The invention belongs to the technical field of synthesizing of medicine intermediates, and particularly relates to a synthesizing method of an intermediate of Apixaban. The method includes the step of making 4-R-aniline and 5-chlorovaleryl chloride make contact for reaction in an inert solvent in the presence of amine quarter alkali to obtain the intermediate, namely 1-(4-R-aniline)piperidine-2-ketone, of Apixaban, wherein the reaction formula is shown as the formula I (the formula I is seen in the description). By means of the synthesizing method, the reaction efficiency and conversion rateof the intermediate of Apixaban are improved, there is no need to add tertiary amine organic base or use expensive NaH cyclization reagents, and production cost is saved.

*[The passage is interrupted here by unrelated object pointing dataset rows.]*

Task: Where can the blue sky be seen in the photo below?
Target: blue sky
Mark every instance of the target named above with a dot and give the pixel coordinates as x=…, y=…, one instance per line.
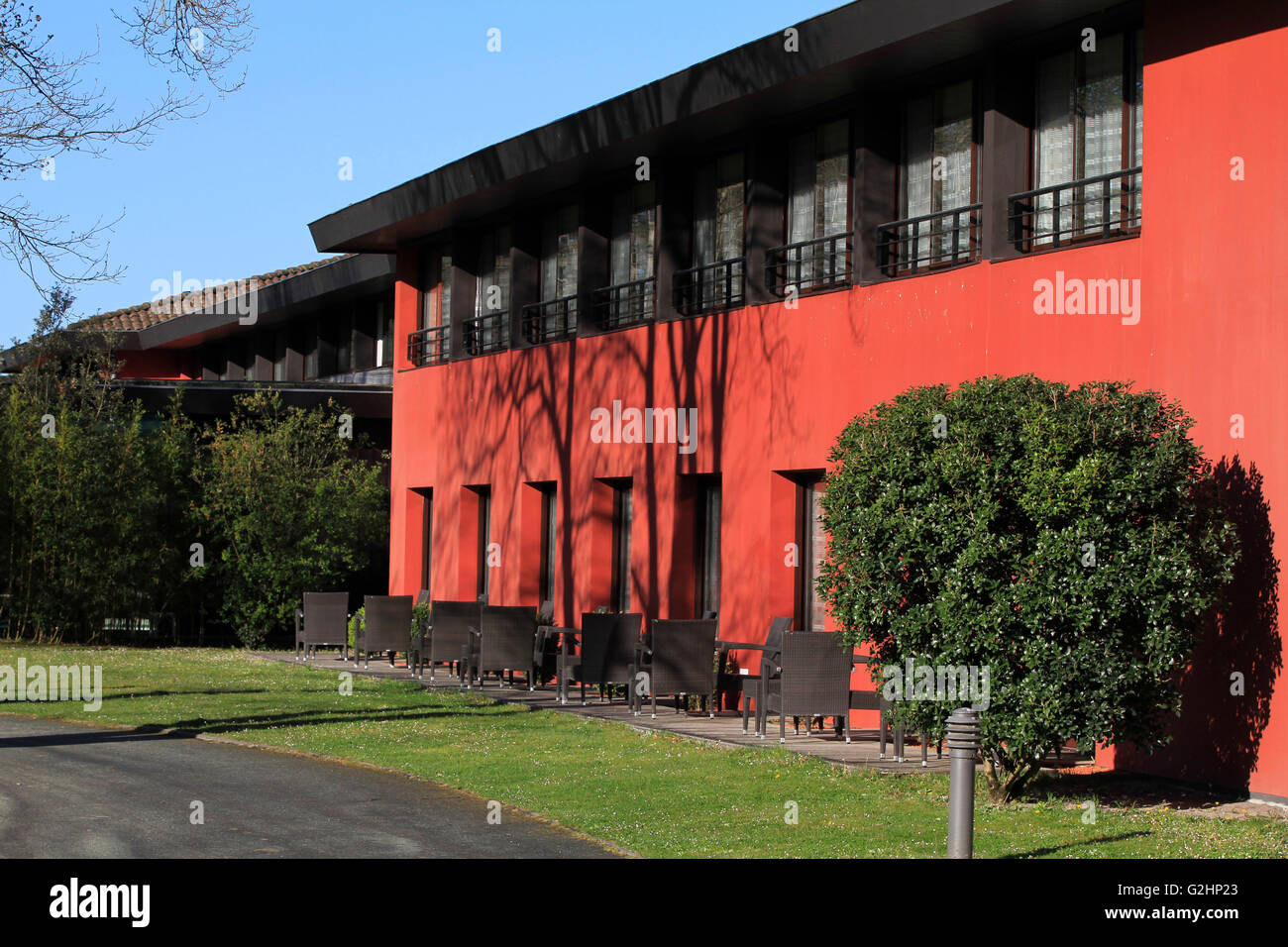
x=398, y=86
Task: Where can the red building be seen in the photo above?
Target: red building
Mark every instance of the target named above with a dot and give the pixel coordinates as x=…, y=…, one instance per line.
x=777, y=239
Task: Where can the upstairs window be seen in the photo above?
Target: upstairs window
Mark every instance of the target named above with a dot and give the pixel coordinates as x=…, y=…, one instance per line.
x=1087, y=146
x=936, y=184
x=559, y=254
x=629, y=298
x=634, y=235
x=489, y=329
x=715, y=281
x=816, y=256
x=430, y=342
x=555, y=316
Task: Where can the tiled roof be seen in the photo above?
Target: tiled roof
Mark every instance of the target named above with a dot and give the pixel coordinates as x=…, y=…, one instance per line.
x=134, y=317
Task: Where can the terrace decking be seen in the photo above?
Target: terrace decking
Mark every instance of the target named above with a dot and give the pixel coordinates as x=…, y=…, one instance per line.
x=724, y=729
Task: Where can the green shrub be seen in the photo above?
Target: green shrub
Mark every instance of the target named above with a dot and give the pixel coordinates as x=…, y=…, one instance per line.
x=1067, y=540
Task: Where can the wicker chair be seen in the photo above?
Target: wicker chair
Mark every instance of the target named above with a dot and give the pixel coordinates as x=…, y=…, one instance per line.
x=385, y=626
x=546, y=631
x=605, y=655
x=678, y=659
x=451, y=634
x=811, y=678
x=322, y=622
x=748, y=684
x=503, y=643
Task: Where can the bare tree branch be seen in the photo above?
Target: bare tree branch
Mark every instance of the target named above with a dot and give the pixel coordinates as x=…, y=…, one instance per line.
x=196, y=38
x=48, y=108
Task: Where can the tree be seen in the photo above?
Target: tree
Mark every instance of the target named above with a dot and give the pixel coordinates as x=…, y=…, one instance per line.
x=1065, y=540
x=93, y=495
x=48, y=108
x=284, y=506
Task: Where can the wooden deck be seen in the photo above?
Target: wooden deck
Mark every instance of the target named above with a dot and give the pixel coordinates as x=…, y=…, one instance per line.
x=724, y=729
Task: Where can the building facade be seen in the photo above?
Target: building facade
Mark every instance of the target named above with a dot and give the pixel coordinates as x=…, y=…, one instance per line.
x=627, y=341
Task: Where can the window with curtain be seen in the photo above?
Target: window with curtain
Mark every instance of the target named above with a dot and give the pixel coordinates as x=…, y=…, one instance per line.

Apixaban derivatives as well as preparation method and application thereof

The invention belongs to the technical field of medicines and discloses apixaban derivatives and analogues as well as a preparation method and application thereof. The structure of the compounds is shown as the following formula. Cheap and readily available paranitroaniline serves as an initial raw material. The preparation method comprises the following steps: performing amidation-cyclization, chlorination, condensation-elimination, cyclization-elimination, reduction, amidation-cyclization so as to obtain a key intermediate; and dehydrating, performing ammonolysis or chlorination, and condensing to synthesize the target compound. The method is simple in operation, convenient in after-treatment and high in yield. The in-vitro anti-coagulant activity of the target compound is investigated by determining the activated partial thromboplastin time (APTT) and thromboplastin time (PT). The EC2X(APTT) of result compounds APX-02, APX-15 and APX-16 is respectively 2.15mug/L, 3.65mug/L and 2.35mug/L, the EC2X(PT) of the result compounds is respectively 0.12mug/L, 3.57mug/L and 1.57mug/L, which are higher than the EC2X(APTT) value of 3.78mug/L and the EC2X(PT) value of 1.59mug/L of a positive control agent Apixaban. The compounds have high anti-coagulant activities. The EC2X(APTT) value of the rest compounds is between 5mug/L and 65mug/L, and the EC2X(PT) value is between 3mug/L and 18mug/L. The structural formula is as shown in the specification.